While NATO says it is careful to avoid such casualties, a U.N. report this month said that Afghan civilian casualties surged by 20 percent in the first 10 months of 2010, compared with the same period a year earlier.

The U.N. report also found that civilian casualties attributed to NATO and pro-government forces dropped by 18 percent compared to the first 10 months of 2009 -- findings which the Taliban quickly denied Wednesday as biased and exaggerated.

Civilians have been bearing the brunt of the conflict in Afghanistan, and hundreds of thousands have fled the fighting. The Ministry of Refugees and Repatriations said Thursday that urgent help was needed, particularly in the form of food and fuel, to avoid "a big human(itarian) disaster" as the Afghan winter sets in.

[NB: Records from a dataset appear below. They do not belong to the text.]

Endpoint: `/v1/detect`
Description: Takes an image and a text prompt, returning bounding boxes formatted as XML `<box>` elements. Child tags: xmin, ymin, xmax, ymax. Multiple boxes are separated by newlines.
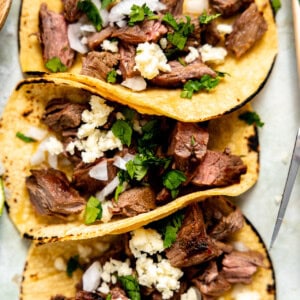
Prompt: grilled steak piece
<box><xmin>168</xmin><ymin>122</ymin><xmax>209</xmax><ymax>171</ymax></box>
<box><xmin>191</xmin><ymin>150</ymin><xmax>247</xmax><ymax>187</ymax></box>
<box><xmin>42</xmin><ymin>99</ymin><xmax>88</xmax><ymax>133</ymax></box>
<box><xmin>151</xmin><ymin>59</ymin><xmax>216</xmax><ymax>88</ymax></box>
<box><xmin>62</xmin><ymin>0</ymin><xmax>82</xmax><ymax>23</ymax></box>
<box><xmin>192</xmin><ymin>261</ymin><xmax>231</xmax><ymax>299</ymax></box>
<box><xmin>26</xmin><ymin>168</ymin><xmax>86</xmax><ymax>216</ymax></box>
<box><xmin>113</xmin><ymin>187</ymin><xmax>156</xmax><ymax>217</ymax></box>
<box><xmin>210</xmin><ymin>0</ymin><xmax>253</xmax><ymax>17</ymax></box>
<box><xmin>119</xmin><ymin>43</ymin><xmax>140</xmax><ymax>80</ymax></box>
<box><xmin>200</xmin><ymin>197</ymin><xmax>244</xmax><ymax>240</ymax></box>
<box><xmin>87</xmin><ymin>26</ymin><xmax>114</xmax><ymax>50</ymax></box>
<box><xmin>225</xmin><ymin>3</ymin><xmax>268</xmax><ymax>58</ymax></box>
<box><xmin>112</xmin><ymin>20</ymin><xmax>168</xmax><ymax>45</ymax></box>
<box><xmin>80</xmin><ymin>51</ymin><xmax>120</xmax><ymax>81</ymax></box>
<box><xmin>222</xmin><ymin>251</ymin><xmax>264</xmax><ymax>284</ymax></box>
<box><xmin>166</xmin><ymin>203</ymin><xmax>222</xmax><ymax>268</ymax></box>
<box><xmin>39</xmin><ymin>3</ymin><xmax>75</xmax><ymax>67</ymax></box>
<box><xmin>72</xmin><ymin>158</ymin><xmax>118</xmax><ymax>196</ymax></box>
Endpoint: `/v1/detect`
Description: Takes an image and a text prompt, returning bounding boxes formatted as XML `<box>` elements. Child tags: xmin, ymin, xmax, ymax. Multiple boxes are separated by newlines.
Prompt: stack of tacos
<box><xmin>0</xmin><ymin>0</ymin><xmax>277</xmax><ymax>300</ymax></box>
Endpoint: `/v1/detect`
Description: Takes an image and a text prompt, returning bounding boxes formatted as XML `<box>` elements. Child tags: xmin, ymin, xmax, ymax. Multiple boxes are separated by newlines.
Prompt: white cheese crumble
<box><xmin>135</xmin><ymin>42</ymin><xmax>171</xmax><ymax>79</ymax></box>
<box><xmin>184</xmin><ymin>47</ymin><xmax>200</xmax><ymax>64</ymax></box>
<box><xmin>129</xmin><ymin>228</ymin><xmax>164</xmax><ymax>257</ymax></box>
<box><xmin>199</xmin><ymin>44</ymin><xmax>227</xmax><ymax>64</ymax></box>
<box><xmin>101</xmin><ymin>40</ymin><xmax>119</xmax><ymax>53</ymax></box>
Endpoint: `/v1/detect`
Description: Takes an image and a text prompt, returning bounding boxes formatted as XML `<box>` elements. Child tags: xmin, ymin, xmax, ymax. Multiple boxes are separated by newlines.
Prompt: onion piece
<box><xmin>89</xmin><ymin>159</ymin><xmax>108</xmax><ymax>180</ymax></box>
<box><xmin>96</xmin><ymin>176</ymin><xmax>119</xmax><ymax>201</ymax></box>
<box><xmin>82</xmin><ymin>261</ymin><xmax>102</xmax><ymax>292</ymax></box>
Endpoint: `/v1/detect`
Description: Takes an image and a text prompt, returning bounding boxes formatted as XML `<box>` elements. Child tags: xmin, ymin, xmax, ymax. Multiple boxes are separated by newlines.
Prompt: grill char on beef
<box><xmin>39</xmin><ymin>3</ymin><xmax>75</xmax><ymax>67</ymax></box>
<box><xmin>26</xmin><ymin>168</ymin><xmax>86</xmax><ymax>216</ymax></box>
<box><xmin>151</xmin><ymin>59</ymin><xmax>216</xmax><ymax>87</ymax></box>
<box><xmin>191</xmin><ymin>150</ymin><xmax>247</xmax><ymax>187</ymax></box>
<box><xmin>225</xmin><ymin>3</ymin><xmax>268</xmax><ymax>58</ymax></box>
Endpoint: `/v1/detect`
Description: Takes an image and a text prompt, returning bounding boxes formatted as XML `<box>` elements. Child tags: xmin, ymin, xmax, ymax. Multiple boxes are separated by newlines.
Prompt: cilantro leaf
<box><xmin>67</xmin><ymin>255</ymin><xmax>80</xmax><ymax>277</ymax></box>
<box><xmin>77</xmin><ymin>0</ymin><xmax>102</xmax><ymax>31</ymax></box>
<box><xmin>111</xmin><ymin>120</ymin><xmax>132</xmax><ymax>146</ymax></box>
<box><xmin>45</xmin><ymin>56</ymin><xmax>67</xmax><ymax>73</ymax></box>
<box><xmin>239</xmin><ymin>111</ymin><xmax>265</xmax><ymax>127</ymax></box>
<box><xmin>198</xmin><ymin>11</ymin><xmax>221</xmax><ymax>24</ymax></box>
<box><xmin>84</xmin><ymin>196</ymin><xmax>102</xmax><ymax>225</ymax></box>
<box><xmin>16</xmin><ymin>131</ymin><xmax>36</xmax><ymax>143</ymax></box>
<box><xmin>118</xmin><ymin>275</ymin><xmax>141</xmax><ymax>300</ymax></box>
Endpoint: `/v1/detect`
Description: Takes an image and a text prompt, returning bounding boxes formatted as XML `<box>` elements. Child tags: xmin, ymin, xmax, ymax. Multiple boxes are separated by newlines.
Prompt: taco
<box><xmin>20</xmin><ymin>0</ymin><xmax>277</xmax><ymax>122</ymax></box>
<box><xmin>0</xmin><ymin>79</ymin><xmax>259</xmax><ymax>241</ymax></box>
<box><xmin>21</xmin><ymin>196</ymin><xmax>276</xmax><ymax>300</ymax></box>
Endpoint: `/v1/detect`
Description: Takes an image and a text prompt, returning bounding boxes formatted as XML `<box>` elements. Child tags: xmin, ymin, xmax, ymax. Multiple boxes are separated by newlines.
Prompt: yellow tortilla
<box><xmin>20</xmin><ymin>199</ymin><xmax>276</xmax><ymax>300</ymax></box>
<box><xmin>19</xmin><ymin>0</ymin><xmax>278</xmax><ymax>122</ymax></box>
<box><xmin>0</xmin><ymin>78</ymin><xmax>259</xmax><ymax>242</ymax></box>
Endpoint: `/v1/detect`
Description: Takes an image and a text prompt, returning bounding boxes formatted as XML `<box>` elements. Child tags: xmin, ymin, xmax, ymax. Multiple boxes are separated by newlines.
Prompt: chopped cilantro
<box><xmin>163</xmin><ymin>170</ymin><xmax>186</xmax><ymax>198</ymax></box>
<box><xmin>45</xmin><ymin>56</ymin><xmax>67</xmax><ymax>73</ymax></box>
<box><xmin>111</xmin><ymin>120</ymin><xmax>132</xmax><ymax>146</ymax></box>
<box><xmin>16</xmin><ymin>131</ymin><xmax>36</xmax><ymax>143</ymax></box>
<box><xmin>118</xmin><ymin>275</ymin><xmax>141</xmax><ymax>300</ymax></box>
<box><xmin>128</xmin><ymin>3</ymin><xmax>157</xmax><ymax>26</ymax></box>
<box><xmin>199</xmin><ymin>11</ymin><xmax>221</xmax><ymax>24</ymax></box>
<box><xmin>106</xmin><ymin>69</ymin><xmax>117</xmax><ymax>83</ymax></box>
<box><xmin>239</xmin><ymin>111</ymin><xmax>265</xmax><ymax>127</ymax></box>
<box><xmin>84</xmin><ymin>196</ymin><xmax>102</xmax><ymax>225</ymax></box>
<box><xmin>77</xmin><ymin>0</ymin><xmax>102</xmax><ymax>31</ymax></box>
<box><xmin>67</xmin><ymin>255</ymin><xmax>80</xmax><ymax>277</ymax></box>
<box><xmin>180</xmin><ymin>72</ymin><xmax>224</xmax><ymax>99</ymax></box>
<box><xmin>0</xmin><ymin>177</ymin><xmax>5</xmax><ymax>216</ymax></box>
<box><xmin>271</xmin><ymin>0</ymin><xmax>281</xmax><ymax>14</ymax></box>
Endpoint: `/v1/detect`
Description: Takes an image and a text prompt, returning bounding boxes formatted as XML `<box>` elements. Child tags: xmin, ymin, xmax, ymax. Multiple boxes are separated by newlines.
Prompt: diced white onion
<box><xmin>89</xmin><ymin>159</ymin><xmax>108</xmax><ymax>180</ymax></box>
<box><xmin>121</xmin><ymin>76</ymin><xmax>147</xmax><ymax>92</ymax></box>
<box><xmin>114</xmin><ymin>153</ymin><xmax>134</xmax><ymax>170</ymax></box>
<box><xmin>82</xmin><ymin>261</ymin><xmax>102</xmax><ymax>292</ymax></box>
<box><xmin>96</xmin><ymin>176</ymin><xmax>119</xmax><ymax>201</ymax></box>
<box><xmin>25</xmin><ymin>126</ymin><xmax>48</xmax><ymax>141</ymax></box>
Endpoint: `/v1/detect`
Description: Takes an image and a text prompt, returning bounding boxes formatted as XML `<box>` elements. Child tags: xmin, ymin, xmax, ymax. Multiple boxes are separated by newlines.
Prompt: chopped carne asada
<box><xmin>52</xmin><ymin>197</ymin><xmax>265</xmax><ymax>300</ymax></box>
<box><xmin>40</xmin><ymin>0</ymin><xmax>267</xmax><ymax>97</ymax></box>
<box><xmin>26</xmin><ymin>96</ymin><xmax>247</xmax><ymax>223</ymax></box>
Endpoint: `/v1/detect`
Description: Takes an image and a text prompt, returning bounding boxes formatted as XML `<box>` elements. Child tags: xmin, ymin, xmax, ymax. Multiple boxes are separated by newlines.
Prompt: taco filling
<box><xmin>39</xmin><ymin>0</ymin><xmax>268</xmax><ymax>98</ymax></box>
<box><xmin>31</xmin><ymin>197</ymin><xmax>273</xmax><ymax>300</ymax></box>
<box><xmin>25</xmin><ymin>95</ymin><xmax>247</xmax><ymax>224</ymax></box>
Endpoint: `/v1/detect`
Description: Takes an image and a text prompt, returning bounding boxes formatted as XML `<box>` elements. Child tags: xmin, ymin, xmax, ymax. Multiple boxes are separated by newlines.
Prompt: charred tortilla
<box><xmin>21</xmin><ymin>197</ymin><xmax>276</xmax><ymax>300</ymax></box>
<box><xmin>19</xmin><ymin>0</ymin><xmax>277</xmax><ymax>122</ymax></box>
<box><xmin>0</xmin><ymin>79</ymin><xmax>259</xmax><ymax>242</ymax></box>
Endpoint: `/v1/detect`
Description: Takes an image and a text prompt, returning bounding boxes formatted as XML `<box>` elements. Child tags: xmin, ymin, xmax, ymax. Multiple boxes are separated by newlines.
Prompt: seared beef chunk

The aid currently being provided by national and international organizations for more than 84,000 families is "not enough at all," the ministry said in a statement. It added that the minister, Jamhir Anwari, was "seriously concern(ed) about the critical condition" of those displaced by the conflict.

Separately, NATO said Thursday that it a Taliban leader involved in the Dec. 19 attack on an Afghan army bus in Kabul was killed in an airstrike in central Ghazni province a day earlier. NATO identified the Taliban leader as Abdul Hai, and said two other insurgents were also killed in the strike that targeted a bombmaking cell.

NATO also said it detained on Wednesday a Haqqani network leader who operated out of the Sabari district in Khost province in the east. It was the second recent detention of a Haqqani leader, reflecting NATO's efforts to curtail a militant network that operates mainly in eastern Afghanistan and neighboring Pakistan.

The latest announcement raises to 25 the number of Haqqani leaders, facilitators and sub-leaders detained since Dec. 1, NATO said.